BD.7009
2 januari 1958
Geestelijke verbindingen die door God gezegend zijn - Minderwaardig
spiritisme
Alle geestelijke verbindingen met de aarde staan onder mijn bescherming, zodra de wil van de mensen goed is die zulke banden aanknopen. Want van de aarde uit moeten die banden tot stand worden gebracht, omdat de geestelijke wereld pas dan werkzaam mag zijn wanneer de wil van de mens dit toelaat. Is nu de wil van de mensen goed, dan mag ook de lichtwereld in actie komen, terwijl bij niet edele gezindheid van de mensen die geestelijke krachten zich uiten die geen licht uitstralen, veeleer de duisternis nog vergroten waarin de mensen zich bevinden. Maar omdat het mijn wil is dat u mensen licht gegeven wordt, zal Ik ook steeds die betrekkingen zegenen die het gevolg zijn van een goede gezindheid en een goede wil. En dus zal Ik die mensen ook beschermen tegen het ontvangen van onjuiste overdrachten, want de goede wil geeft Mij het recht de onrijpe geesten te verdringen en hun te beletten onjuiste opvattingen over te brengen.
En zo zult u ook onbezorgd en met een gerust hart onderrichtingen uit het geestelijke rijk in ontvangst kunnen nemen, want de lichtwereld doet onafgebroken moeite om u naar het licht te leiden, wat ook door beïnvloeding door middel van gedachten geschiedt zodra u licht verlangt. Maar u zult dan ook spoedig beseffen dat u ook bewust banden zult mogen aanknopen, dat er geen scheiding bestaat tussen de aardse en de geestelijke wereld, dat u voortdurend omringd bent door wezens die alleen geaard zijn naar uw wil en uw gezindheid.
Maar daaraan geloven zullen alleen die mensen die de ernstige wil hebben dichter bij Mij en de waarheid te komen, want de mensen die ook geestelijke betrekkingen tot stand brengen en zelf nog geen juiste instelling hebben, geloven niet op de juiste manier aan Mij. Ze trachten veeleer alleen hun eigen nieuwsgierigheid te bevredigen, ze proberen achter geheimen te komen en zoeken sensationeel vermaak.
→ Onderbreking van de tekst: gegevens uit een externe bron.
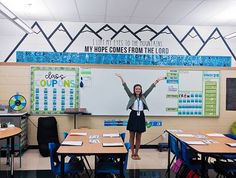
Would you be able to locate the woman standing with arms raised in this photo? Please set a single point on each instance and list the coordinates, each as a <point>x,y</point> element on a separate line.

En deze mensen worden ook volgens hun mentaliteit bediend, en nooit wordt hun geloof aan een God van liefde in hen gewekt, veeleer keren ze dichter tot mijn tegenstander die hen door leugen en dwaling steeds meer van Mij wegdringt.
Daarom moet er ernstig gewaarschuwd worden voor zulke banden met het geestelijke rijk, terwijl ieder mens die een serieuze band met de lichtwereld tot stand tracht te brengen, zeker mag zijn van mijn bescherming. Want de wezens van het licht brengen mijn wil ten uitvoer, de wezens van het licht doen niets uit eigen wil, want hun wil is volledig ondergeschikt aan de mijne. Maar Ik maak deze wezens vaak gelukkig met opdrachten, doordat Ik hun mensen toevertrouw om te leiden, die met ernstige wil op Mij aansturen, die met Mij al een serieuze betrekking zijn aangegaan, zodat Ik hen kan bedenken met licht, met de zuivere waarheid die van Mij uitgaat en hun dus wordt toegestuurd, rechtstreeks of door mijn lichtboden, die u mensen echter nooit iets anders zullen aanbieden dan wat hun van Mij uit toestroomt. Want u moet weten dat mijn uitstraling van licht en kracht voortdurend deze wezens aanraakt en door hen nu verder wordt geleid en dat daarin ook hun gelukzaligheid bestaat, hen die zulks nodig hebben en verlangen weer van licht en kracht te kunnen voorzien.
Daarom is alleen uw wil beslissend, u met Mij en de lichtwereld te verbinden, dan is ook mijn bescherming en zegen voor u gewaarborgd, geheel om het even of het licht van de waarheid door middel van gedachten nu tot u komt of dat u het van Mij ontvangt in de vorm van mijn woord. Altijd is de eeuwige Waarheid zelf aan het werk en Deze zal iedere onzuivere geest die tussenbeide wil komen, afweren - zoals omgekeerd echter ook mijn lichtwezens machteloos zijn tegenover deze duistere geestenwereld wanneer de mens zelf door zijn gezindheid hen toegang verleent en hun optreden toelaat. En ieder mens moet voor zichzelf verantwoorden welke motieven hem aanzetten tot de poging met geestelijke krachten van gedachten te wisselen. Er moet ernstig gewaarschuwd worden voor een spiritisme van het lage soort, dat geen zegen brengt maar een groot gevaar is zichzelf aan mijn tegenstander over te leveren wanneer hij niet bijtijds herkend wordt.